High Court Karnataka High Court

T. Muniraju vs A. Venkataswamy And Anr. on 8 October, 2002

Karnataka High Court
T. Muniraju vs A. Venkataswamy And Anr. on 8 October, 2002
Equivalent citations: 2003 (1) KarLJ 473
Author: K S Rao
Bench: K S Rao


ORDER

K. Sreedhar Rao, J.

1. The revision filed against the order of the 5th Additional Chief Metropolitan Magistrate, Bangalore in Crl.Misc. No. 31 of 2001. The petitioner and the first respondent made rival claims before the Trial Court for delivery of possession of the Maruthi Van bearing Registration No. KA-05-A-8788 by way of interim custody which was seized by J.P. Nagar Police in connection with C.Misc. No. 1117 of 2001. The petitioner contends that he has purchased the vehicle from the first respondent by a written agreement of sale by paying a sum of Rs. 2,00,000/- and balance of the loan amount due to the Corporation Bank is being repaid by the petitioner in installments. In support of his argument, the copy of the agreement and the copy of the Bank statement is filed. It is submitted that there is no allegation of commission of any cognizable offence. Therefore, the seizure of vehicle by the J.P. Nagar Police is without jurisdiction and consequent proceedings of reporting seizure to Criminal Court is untenable.

2. The first respondent also made a claim contending that he is a R.C. holder. The Trial Court found that first respondent being the R.C. holder is a rightful person, accordingly allowed his claim and rejected the prayer of the petitioner. Being aggrieved, the present petition is filed.

3. After going through the records, it is surprising to note that no crime is registered in respect of the vehicle in question. The Police have simply seized the vehicle by invoking provisions of Sections 41 and 102 of the Cr. P.C. The said provisions does define any substantive offence and are not penal in nature. They only deal with the procedure of the seizure of the properties in the course of investigation. Any properties suspected to be a subject-matter of offence can be seized and later on investigation could be conducted to link the property with the crime. In the instant case the report submitted by first respondent to the Police does not contain any allegation of commission of crime in respect of the vehicle in question nor the vehicle appears to be an offence property. The proceedings in C.Misc. No. 1117 of 2001 is registered. A seizure panchanama is prepared, the vehicle is subjected to P.F. The Police reported the seizure to Court.

4. The State Public Prosecutor also concedes to the fact that no case is registered in respect of any offence and only civil miscellaneous is registered.
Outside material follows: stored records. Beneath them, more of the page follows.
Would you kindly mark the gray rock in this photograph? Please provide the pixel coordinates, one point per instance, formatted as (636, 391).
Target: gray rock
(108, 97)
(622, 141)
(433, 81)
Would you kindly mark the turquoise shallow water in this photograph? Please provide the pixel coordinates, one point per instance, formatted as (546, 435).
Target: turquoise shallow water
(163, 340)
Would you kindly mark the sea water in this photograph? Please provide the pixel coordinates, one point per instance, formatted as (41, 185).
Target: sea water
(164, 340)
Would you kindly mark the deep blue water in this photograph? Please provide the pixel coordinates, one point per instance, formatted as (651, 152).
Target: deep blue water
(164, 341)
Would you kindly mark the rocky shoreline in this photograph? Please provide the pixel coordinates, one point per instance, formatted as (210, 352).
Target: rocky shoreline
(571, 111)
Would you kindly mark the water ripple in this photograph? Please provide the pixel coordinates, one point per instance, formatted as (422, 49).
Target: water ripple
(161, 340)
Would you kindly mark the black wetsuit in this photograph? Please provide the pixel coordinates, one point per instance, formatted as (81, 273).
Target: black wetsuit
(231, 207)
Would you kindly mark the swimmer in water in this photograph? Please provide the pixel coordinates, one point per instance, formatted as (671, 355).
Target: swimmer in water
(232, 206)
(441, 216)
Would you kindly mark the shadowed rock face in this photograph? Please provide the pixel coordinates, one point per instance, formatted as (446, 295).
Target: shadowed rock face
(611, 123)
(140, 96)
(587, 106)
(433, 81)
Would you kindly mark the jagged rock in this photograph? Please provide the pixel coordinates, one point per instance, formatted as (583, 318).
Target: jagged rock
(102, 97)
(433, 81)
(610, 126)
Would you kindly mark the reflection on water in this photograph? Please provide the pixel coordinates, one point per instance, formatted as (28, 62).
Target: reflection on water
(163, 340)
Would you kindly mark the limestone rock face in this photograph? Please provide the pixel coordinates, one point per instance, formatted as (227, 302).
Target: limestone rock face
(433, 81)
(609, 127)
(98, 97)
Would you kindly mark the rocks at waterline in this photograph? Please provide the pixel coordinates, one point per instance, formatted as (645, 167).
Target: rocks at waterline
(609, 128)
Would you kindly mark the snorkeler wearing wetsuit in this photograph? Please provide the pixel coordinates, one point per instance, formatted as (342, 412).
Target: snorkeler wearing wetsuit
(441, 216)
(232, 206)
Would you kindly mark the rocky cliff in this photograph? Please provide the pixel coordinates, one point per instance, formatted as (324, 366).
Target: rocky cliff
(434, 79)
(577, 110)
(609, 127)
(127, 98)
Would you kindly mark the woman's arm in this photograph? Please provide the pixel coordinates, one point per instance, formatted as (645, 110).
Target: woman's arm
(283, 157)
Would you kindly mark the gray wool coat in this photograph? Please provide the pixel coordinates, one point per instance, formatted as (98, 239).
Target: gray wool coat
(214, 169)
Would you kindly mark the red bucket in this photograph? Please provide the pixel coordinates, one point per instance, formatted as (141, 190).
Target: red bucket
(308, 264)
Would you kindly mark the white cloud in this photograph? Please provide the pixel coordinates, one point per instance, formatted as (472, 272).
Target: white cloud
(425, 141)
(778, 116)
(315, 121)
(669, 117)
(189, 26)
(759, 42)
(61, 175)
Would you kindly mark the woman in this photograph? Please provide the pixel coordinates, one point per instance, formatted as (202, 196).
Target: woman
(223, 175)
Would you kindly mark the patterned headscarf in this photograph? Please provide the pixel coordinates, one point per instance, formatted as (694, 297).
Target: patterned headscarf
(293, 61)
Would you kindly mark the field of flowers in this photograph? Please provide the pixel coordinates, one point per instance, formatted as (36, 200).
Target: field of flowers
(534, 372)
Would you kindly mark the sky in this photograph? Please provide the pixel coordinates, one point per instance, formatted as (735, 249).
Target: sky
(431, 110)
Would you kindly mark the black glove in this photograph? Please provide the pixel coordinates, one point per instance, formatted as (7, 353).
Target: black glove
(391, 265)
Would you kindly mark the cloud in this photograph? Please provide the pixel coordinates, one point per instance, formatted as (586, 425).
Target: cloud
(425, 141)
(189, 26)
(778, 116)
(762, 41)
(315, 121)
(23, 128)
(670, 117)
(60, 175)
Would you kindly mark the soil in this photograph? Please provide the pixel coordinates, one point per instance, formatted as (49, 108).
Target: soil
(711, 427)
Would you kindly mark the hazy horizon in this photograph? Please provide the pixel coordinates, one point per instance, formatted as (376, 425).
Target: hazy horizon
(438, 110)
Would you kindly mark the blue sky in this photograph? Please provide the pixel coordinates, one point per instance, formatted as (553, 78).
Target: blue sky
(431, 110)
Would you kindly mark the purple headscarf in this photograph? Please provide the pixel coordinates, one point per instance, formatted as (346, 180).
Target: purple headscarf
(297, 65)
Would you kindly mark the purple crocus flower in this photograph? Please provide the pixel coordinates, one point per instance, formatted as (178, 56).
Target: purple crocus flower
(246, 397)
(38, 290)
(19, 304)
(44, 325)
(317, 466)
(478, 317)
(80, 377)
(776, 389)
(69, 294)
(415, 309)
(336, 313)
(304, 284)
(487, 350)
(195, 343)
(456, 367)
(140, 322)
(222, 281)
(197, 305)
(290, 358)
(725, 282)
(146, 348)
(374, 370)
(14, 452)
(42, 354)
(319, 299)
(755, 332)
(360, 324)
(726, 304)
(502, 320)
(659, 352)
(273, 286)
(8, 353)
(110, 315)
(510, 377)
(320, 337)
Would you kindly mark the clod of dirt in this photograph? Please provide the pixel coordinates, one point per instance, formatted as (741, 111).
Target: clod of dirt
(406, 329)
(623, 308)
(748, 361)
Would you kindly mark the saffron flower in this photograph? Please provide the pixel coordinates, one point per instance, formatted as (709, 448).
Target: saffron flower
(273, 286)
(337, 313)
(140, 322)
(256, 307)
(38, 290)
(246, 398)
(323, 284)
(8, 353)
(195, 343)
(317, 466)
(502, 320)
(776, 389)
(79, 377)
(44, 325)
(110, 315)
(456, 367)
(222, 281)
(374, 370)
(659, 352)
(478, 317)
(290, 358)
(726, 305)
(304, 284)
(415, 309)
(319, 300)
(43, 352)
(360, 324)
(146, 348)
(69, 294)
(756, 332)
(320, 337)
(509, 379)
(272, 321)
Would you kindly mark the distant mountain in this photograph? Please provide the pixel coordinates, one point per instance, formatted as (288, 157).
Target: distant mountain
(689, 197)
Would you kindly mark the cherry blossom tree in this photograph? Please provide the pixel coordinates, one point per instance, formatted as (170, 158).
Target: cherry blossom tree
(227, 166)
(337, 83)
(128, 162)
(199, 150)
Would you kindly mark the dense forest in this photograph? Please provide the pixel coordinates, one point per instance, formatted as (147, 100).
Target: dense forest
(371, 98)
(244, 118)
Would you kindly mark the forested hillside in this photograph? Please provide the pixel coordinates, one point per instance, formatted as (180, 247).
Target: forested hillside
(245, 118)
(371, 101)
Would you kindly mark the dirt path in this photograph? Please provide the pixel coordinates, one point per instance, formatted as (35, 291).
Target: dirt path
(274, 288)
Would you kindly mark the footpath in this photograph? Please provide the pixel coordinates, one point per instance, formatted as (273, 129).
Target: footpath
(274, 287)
5. The jurisdiction of the Police to seize the vehicle in the course of investigation pre-supposes a commission of a cognizable offence preceded by registration of crime without which the police do not get any jurisdiction to seize the vehicle. In the instant case registration of C.Misc. No. 1117 of 2001 does not amount to registration of any crime nor disclose commission of any cognizable offence. In that view the seizure is illegal and without jurisdiction. Consequently, the Criminal

Court also does not get any jurisdiction under Section 451 or 457 of the Cr. P.C. to pass any order.

6. On merits, I find the petitioner has placed substantial material to show that he is in lawful possession of the vehicle and has been paying installments to the Corporation Bank. Merely because the first respondent is R.C. holder is not a decisive fact in his favour to entitle custody from the Court.” However, I find the very seizure of the vehicle is illegal in the absence of a registration of a case for commission of a cognizable offence. The Court had no jurisdiction to have passed any interim orders. The Trial Court has overlooked this vital aspect of jurisdiction to entertain the claim. Therefore, the order of the Trial Court is set aside. The vehicle is directed to be handed over to the custody of the petitioner forthwith without any condition.